The series is created by Kagiso Lediga who is credited as an executive producer alongside Tamsin Andersson. Lediga and Tebogo Malope directed the entirety of the first season. Diprente Films was involved in the production of the series. The first season was released on February 28, 2020. On April 28, 2020, the series was renewed by Netflix for a second season. It was reported on November 26, 2020 that the show had been cancelled, the complications of the pandemic having led to cost increases and difficulty scheduling production.

===Casting===
Alongside the series order announcement, it was confirmed that Pearl Thusi would star in the lead role.
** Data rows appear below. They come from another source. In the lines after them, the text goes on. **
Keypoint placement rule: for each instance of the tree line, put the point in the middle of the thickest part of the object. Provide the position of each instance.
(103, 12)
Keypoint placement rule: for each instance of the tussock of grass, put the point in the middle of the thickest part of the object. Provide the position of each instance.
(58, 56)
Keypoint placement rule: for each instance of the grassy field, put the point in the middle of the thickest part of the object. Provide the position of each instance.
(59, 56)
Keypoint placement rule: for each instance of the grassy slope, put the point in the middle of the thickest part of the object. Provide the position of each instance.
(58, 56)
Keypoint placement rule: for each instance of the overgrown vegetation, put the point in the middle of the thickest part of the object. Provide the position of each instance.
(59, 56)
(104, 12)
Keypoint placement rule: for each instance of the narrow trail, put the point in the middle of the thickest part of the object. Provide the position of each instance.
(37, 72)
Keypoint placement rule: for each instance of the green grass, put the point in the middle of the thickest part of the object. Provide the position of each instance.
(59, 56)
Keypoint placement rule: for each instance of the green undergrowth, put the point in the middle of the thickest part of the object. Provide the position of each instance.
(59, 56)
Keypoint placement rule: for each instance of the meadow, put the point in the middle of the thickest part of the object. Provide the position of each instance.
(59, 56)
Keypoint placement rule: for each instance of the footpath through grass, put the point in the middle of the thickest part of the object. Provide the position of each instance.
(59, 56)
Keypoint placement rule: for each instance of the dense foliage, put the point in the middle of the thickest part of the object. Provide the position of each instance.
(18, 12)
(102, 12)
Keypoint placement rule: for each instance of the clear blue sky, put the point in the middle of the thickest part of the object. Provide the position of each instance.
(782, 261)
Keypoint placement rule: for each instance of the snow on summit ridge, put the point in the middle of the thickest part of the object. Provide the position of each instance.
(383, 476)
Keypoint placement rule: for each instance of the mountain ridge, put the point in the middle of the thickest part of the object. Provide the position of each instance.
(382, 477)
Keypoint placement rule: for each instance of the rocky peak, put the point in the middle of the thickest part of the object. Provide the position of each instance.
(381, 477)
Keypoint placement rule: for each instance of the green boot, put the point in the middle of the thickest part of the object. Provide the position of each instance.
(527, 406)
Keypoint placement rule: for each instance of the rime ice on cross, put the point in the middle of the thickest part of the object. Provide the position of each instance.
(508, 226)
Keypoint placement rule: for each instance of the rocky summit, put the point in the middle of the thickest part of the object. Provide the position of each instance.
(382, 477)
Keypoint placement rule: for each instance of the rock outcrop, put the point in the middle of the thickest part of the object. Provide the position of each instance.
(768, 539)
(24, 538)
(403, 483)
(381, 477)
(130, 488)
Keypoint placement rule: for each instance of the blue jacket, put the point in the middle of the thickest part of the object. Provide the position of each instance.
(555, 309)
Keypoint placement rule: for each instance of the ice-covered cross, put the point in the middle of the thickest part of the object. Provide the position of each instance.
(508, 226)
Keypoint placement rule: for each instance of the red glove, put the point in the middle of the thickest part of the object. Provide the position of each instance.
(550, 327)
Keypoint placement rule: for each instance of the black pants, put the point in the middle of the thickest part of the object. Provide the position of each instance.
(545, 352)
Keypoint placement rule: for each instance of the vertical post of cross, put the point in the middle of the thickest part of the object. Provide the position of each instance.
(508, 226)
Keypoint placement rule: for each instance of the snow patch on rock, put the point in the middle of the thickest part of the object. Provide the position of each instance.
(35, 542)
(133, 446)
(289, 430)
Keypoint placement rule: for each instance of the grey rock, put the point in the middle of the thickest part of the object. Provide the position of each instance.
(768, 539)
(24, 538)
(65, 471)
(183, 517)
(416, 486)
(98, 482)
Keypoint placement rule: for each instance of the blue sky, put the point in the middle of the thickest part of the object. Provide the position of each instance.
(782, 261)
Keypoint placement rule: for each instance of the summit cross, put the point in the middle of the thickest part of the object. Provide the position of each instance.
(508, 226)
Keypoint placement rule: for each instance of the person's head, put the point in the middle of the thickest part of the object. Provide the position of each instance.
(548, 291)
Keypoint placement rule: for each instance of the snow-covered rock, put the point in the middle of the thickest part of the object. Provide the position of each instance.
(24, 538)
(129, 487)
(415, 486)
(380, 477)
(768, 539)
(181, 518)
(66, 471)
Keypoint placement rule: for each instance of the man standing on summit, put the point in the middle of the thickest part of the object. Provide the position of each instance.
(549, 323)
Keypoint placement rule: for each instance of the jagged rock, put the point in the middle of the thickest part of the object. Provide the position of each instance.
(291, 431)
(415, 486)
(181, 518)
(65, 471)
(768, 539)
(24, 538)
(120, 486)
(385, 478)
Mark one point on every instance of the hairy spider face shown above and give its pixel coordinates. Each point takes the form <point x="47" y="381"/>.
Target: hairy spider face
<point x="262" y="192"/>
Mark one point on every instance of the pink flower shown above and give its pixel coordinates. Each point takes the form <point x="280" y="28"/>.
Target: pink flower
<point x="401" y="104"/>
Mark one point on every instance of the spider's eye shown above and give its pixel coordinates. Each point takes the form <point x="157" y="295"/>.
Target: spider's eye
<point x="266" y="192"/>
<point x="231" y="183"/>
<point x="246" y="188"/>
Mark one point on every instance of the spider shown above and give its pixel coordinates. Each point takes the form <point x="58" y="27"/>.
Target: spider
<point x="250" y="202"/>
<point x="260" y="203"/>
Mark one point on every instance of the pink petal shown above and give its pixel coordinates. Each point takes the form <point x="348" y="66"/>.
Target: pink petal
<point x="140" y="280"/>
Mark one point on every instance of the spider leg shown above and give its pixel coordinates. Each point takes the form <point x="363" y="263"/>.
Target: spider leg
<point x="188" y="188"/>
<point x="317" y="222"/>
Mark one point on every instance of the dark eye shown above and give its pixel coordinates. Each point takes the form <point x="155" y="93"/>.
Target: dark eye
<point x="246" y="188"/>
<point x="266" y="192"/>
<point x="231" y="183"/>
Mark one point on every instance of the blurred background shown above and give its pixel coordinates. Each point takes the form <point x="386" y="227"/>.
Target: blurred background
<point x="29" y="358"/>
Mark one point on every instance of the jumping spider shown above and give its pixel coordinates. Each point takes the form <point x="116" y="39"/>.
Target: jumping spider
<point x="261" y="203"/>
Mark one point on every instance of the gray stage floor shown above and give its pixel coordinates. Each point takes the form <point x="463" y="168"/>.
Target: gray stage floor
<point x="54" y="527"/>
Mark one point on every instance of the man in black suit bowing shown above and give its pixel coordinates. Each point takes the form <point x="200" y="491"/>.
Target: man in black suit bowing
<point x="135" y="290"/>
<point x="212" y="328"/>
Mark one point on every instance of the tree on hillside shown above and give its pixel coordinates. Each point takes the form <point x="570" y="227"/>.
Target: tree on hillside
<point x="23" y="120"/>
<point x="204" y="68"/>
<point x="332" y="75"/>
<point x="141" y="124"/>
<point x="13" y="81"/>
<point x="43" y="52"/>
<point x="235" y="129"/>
On June 11, 2019, it was announced Vuyo Dabula, Sechaba Morojele, Chi Mhende, Loyiso Madinga, Rob van Vuuren, Kate Liquorish, Khathu Ramabulana, Enhle Maphumulo, Abigail Kubeka, Connie Chiume, Otto Nobelaand James Ngcobo had joined the cast.

===Filming===
Principal photography for the first season was originally scheduled to commence in April 2019. Filming for the first season took place on location in Johannesburg, South Africa, Lagos, Nigeria; Kenya and Zanzibar, Tanzania from June 2019 to August 2019.

==Release==

On December 10, 2019, an announcement teaser trailer for the series was released by Netflix. On January 30, 2020, Netflix released the official trailer for the series.

==Reception==
The first season received positive reviews upon its release. The review aggregator website Rotten Tomatoes reported a 91% approval rating with an average rating of 7/10 based on 11 reviews. The website's critical consensus reads, "Queen Sono's twisty, taut thrills are matched with epic action sequences and soapy delights, making Netflix's first South African series a smashing good time." Metacritic, which uses a weighted average, assigned the first season a score of 70 out of 100 based on 5 critics, indicating "generally favorable" reviews.